84575 95 20 (0.000110%): " serotonin"
84576 95 20 (0.000110%): " on [[1 Cjuly]]"
84577 95 20 (0.000110%): " and the main"
84578 95 20 (0.000110%): "/archives/"
84579 95 20 (0.000110%): ".
There are some very long common strings in enwik9 but not all common strings are that long. I am not sure which post this came from but it is a partial listing of the symbols and the (capital encoded) strings they represent. These are the 84575th - 84589th most common symbols in the final grammar (tied), each symbols appearing 95 times in the final grammar and are put into the 20 bit code length dictionary bin, each having a global probability of 0.000110%.
I ran GLZA on wiki8 and took 15mins.
Can you send me all duplicate strings in wiki8 it finds from greatest to least? To be clear I expect to see it start with those big 800 letter long strings ex.:
A symmetric game is a game where the payoffs for playing a particular strategy depend only on the other strategies employed, not on who is playing them
An important subset of sequential games consists of games of perfect information. A game is one of perfect information
Economists have used game theory to analyze a wide array of economic
Alternatively, some authors claim that
Last edited by Self_Recursive_Data; 19th January 2020 at 22:46.
I'm making my own and will compare results very soon. Though wiki9 you only show one string in your pdf and wiki9 will be too big to work with anyway, hence I'm wondering what your strings collected are in wiki8.
I ran GLZA on wiki8 and took 15mins.
Can you send me all duplicate strings in wiki8 it finds from greatest to least? To be clear I expect to see it start with those big 800 letter long strings ex.:
A symmetric game is a game where the payoffs for playing a particular strategy depend only on the other strategies employed, not on who is playing them
An important subset of sequential games consists of games of perfect information. A game is one of perfect information
Economists have used game theory to analyze a wide array of economic
Alternatively, some authors claim that
It depends on what command line options are used. Please read the readme.txt file in the release. It sounds like you should turn off the initial pass word deduplication with command line option -w0, use the -x option if you are not already doing so, and use the -v2 command line option to get it to output the dictionary in the order it was created and redirect the standard output to a file for viewing.
-x makes it "stop working" and isn't in the readme.txt. What's -x do?
How did you do arithmetic coding with such big vocab? I know you look at front of codes ex. [a]aaaaaaaaaaa but then how do you force it to choose the right one still...
Last edited by Self_Recursive_Data; 20th January 2020 at 21:41.
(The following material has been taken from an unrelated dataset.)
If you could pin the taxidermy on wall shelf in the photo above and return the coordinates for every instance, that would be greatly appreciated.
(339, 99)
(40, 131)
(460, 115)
-x makes it "stop working" and isn't in the readme.txt. What's -x do?
How did you do arithmetic coding with such big vocab? I know you look at front of codes ex. [a]aaaaaaaaaaa but then how do you force it to choose the right one still...
You must not be using the latest version, GLZA v0.11.2. -x enables extreme parsing. This is necessary if you want the program to build the entire suffix tree in the first pass. This was the only mode before the -x option was added to allow the default compression mode to be faster.
The dictionary codes are transmitted in three parts. First, a code for the first character is sent using an order 1 model, then the dictionary "Huffman" code length is sent, then the index of the entry is sent, all using arithmetic coding.
So you predict one of the millions of strings based on 1 char prior to it?
Lol, yes. Somebody please correct me if I am wrong, but as far as I know that is state of the art for a compressor that uses grammar rules. Using higher order symbols or rules on either side would provide better compression ratios, but require more memory and be slower. With GLZA and enwik9 and similar textish files it is not uncommon for the next character to be a space roughly 50% of the time.
Originally Posted by Self_Recursive_Data
Don't you have millions of ranges to jump in in your arithmetic encoding/.
For each starting character, there can be up to 4,096 bins for dictionary codes and each bin can hold up to 32,768 dictionary entries. So a divide by up to 2^12 in one stage and a divide by up to 2^14 in the last stage.